ReplyDeleteI went along to a #BlackLivesMatter protest yesterday. It was entirely peaceful. People talked and listened to each other. They were talking mostly about police brutality, which is what everybody else is talking about.
I've never been in trouble with the police and so I didn't have much to contribute.
I did notice once when I was walking down the high street two police officers right behind a group of four young black people. And it just looked like they were stalking them. I was shocked, I thought this is exactly what the black community are talking about.
Anyway, I thought it was great to see these different communities talking to each other. It's an encouraging sign.

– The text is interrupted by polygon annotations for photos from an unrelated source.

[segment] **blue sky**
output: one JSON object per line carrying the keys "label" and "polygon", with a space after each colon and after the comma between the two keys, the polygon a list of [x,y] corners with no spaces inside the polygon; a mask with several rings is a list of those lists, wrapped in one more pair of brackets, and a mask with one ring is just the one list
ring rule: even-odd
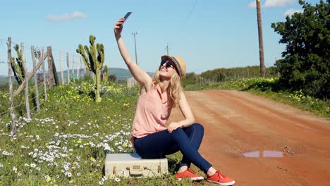
{"label": "blue sky", "polygon": [[[281,58],[285,49],[283,44],[279,44],[280,36],[271,24],[284,21],[287,13],[301,11],[298,1],[261,1],[267,66],[273,66],[275,58]],[[89,45],[90,35],[104,45],[104,65],[127,68],[118,50],[113,27],[128,11],[133,13],[124,24],[122,37],[135,59],[132,33],[138,32],[138,61],[147,72],[155,71],[160,56],[166,54],[167,44],[171,56],[181,56],[185,60],[188,72],[200,73],[218,68],[259,64],[253,0],[0,2],[0,61],[7,61],[6,42],[11,37],[13,43],[24,42],[29,71],[32,69],[31,45],[40,49],[51,46],[59,70],[59,52],[68,52],[71,63],[73,54],[78,56],[75,52],[78,44]],[[6,63],[1,63],[0,75],[8,75],[7,68]]]}

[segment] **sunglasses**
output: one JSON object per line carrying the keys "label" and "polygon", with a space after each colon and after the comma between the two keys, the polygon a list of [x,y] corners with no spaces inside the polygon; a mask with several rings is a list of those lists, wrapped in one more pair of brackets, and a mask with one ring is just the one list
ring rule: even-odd
{"label": "sunglasses", "polygon": [[165,64],[165,67],[166,67],[166,68],[170,68],[170,67],[172,67],[172,68],[174,68],[174,65],[173,65],[173,62],[171,61],[161,61],[160,66],[164,66],[164,64]]}

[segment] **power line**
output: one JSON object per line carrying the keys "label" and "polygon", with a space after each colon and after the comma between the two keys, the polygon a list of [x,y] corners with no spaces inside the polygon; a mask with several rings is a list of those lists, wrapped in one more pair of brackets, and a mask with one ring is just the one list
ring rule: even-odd
{"label": "power line", "polygon": [[180,34],[180,32],[181,32],[182,28],[183,28],[183,26],[188,23],[189,18],[190,18],[190,16],[191,16],[191,14],[192,13],[192,11],[194,11],[195,6],[196,6],[197,1],[198,1],[198,0],[196,0],[196,1],[195,1],[195,4],[194,4],[194,5],[192,6],[192,8],[191,10],[190,10],[190,12],[189,12],[188,15],[187,16],[187,18],[185,18],[185,22],[183,22],[183,24],[181,25],[181,26],[180,27],[180,30],[179,30],[179,31],[178,31],[178,33],[179,33],[179,34]]}

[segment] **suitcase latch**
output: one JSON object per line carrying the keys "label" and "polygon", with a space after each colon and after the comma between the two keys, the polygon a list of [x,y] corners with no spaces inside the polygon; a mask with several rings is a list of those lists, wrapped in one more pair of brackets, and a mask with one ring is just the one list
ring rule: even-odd
{"label": "suitcase latch", "polygon": [[143,175],[143,168],[140,166],[133,166],[130,168],[130,175],[131,176],[142,176]]}

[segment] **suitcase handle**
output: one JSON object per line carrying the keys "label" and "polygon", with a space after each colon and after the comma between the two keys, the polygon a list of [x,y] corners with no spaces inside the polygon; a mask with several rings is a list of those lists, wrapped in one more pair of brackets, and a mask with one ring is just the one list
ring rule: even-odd
{"label": "suitcase handle", "polygon": [[130,168],[130,175],[139,176],[143,175],[143,168],[139,169],[133,169]]}

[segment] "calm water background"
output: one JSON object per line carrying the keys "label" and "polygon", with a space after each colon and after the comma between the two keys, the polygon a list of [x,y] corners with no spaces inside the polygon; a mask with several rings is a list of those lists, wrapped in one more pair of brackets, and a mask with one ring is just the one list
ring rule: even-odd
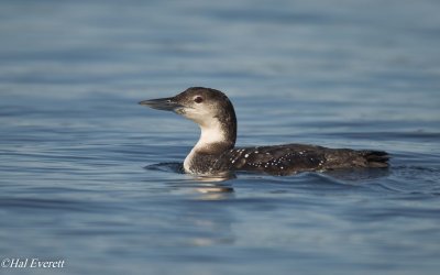
{"label": "calm water background", "polygon": [[[440,2],[1,1],[2,274],[438,274]],[[388,170],[176,173],[226,91],[238,145],[386,150]],[[220,191],[227,190],[227,191]]]}

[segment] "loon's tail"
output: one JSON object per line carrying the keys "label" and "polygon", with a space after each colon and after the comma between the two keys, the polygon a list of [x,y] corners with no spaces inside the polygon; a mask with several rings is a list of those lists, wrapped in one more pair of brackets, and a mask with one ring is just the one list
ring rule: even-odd
{"label": "loon's tail", "polygon": [[366,160],[367,167],[388,167],[389,155],[384,151],[361,151],[361,154]]}

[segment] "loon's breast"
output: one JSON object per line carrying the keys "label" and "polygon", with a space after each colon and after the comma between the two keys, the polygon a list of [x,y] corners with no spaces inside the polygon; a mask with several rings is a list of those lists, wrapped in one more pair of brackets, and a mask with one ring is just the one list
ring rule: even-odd
{"label": "loon's breast", "polygon": [[215,163],[213,172],[255,170],[289,175],[306,170],[354,167],[387,167],[388,156],[380,151],[328,148],[307,144],[238,147],[224,152]]}

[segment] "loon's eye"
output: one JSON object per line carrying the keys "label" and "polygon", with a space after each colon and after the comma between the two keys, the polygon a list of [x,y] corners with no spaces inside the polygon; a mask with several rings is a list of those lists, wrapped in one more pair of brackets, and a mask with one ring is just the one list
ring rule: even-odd
{"label": "loon's eye", "polygon": [[194,99],[194,102],[196,102],[196,103],[201,103],[201,102],[204,102],[204,98],[202,98],[202,97],[196,97],[196,98]]}

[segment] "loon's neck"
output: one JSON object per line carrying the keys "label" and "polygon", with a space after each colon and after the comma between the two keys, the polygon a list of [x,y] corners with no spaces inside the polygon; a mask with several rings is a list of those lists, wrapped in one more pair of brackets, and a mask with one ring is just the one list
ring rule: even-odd
{"label": "loon's neck", "polygon": [[188,173],[208,174],[209,168],[226,151],[235,145],[237,121],[212,118],[209,123],[200,123],[200,139],[187,155],[184,168]]}

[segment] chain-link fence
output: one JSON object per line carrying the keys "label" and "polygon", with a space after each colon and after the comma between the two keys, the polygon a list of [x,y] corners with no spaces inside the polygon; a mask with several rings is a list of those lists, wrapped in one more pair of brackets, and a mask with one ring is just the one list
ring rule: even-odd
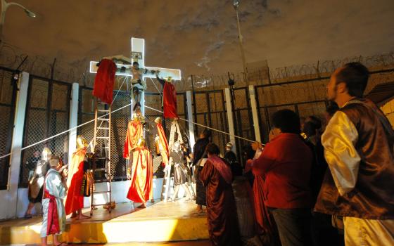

Mozibur12:48 PM, June 22, 2020
ReplyDelete"We don't use the term woke here much in Britain."
Mmmmmmm, yes, we do. It has been the epicentre of the culture war for years now. It's famously satirised by @TitaniaMcGrath. There is an element of the woke who are trying to control what other people say and do. This is an attempt at social control not social conscience. Or more precisely, it's stupid people incapable of independent thought mindlessly mimicking slogans.
", I thought it was great to see these different communities talking to each other. It's an encouraging sign. "
What on Earth are you talking about? Are you from the 19th Century? Have you never been out of your house before? The communities in London and other UK cities have been mixed for decades. The worst of the problem with racism in the UK was largely sorted out 20 years ago. Most of the people stirring things up now are doing so for political gain. Coppers in the UK don't murder black people like cops in the US, so I'm not sure why BLM is operating in the UK. The only racists they can find to attack in the UK are hundred-year-old statues.
"two police officers right behind a group of four young black people. And it just looked like they were stalking them. I was shocked,"
Police brutality right there. QED.
And in China there are 1 million Uighurs held in concentration camps. But, yes, I see your point. 2 coppers near some black youths. Shocking indeed.
Was this outing the first time your Mum let you go off the end of your street?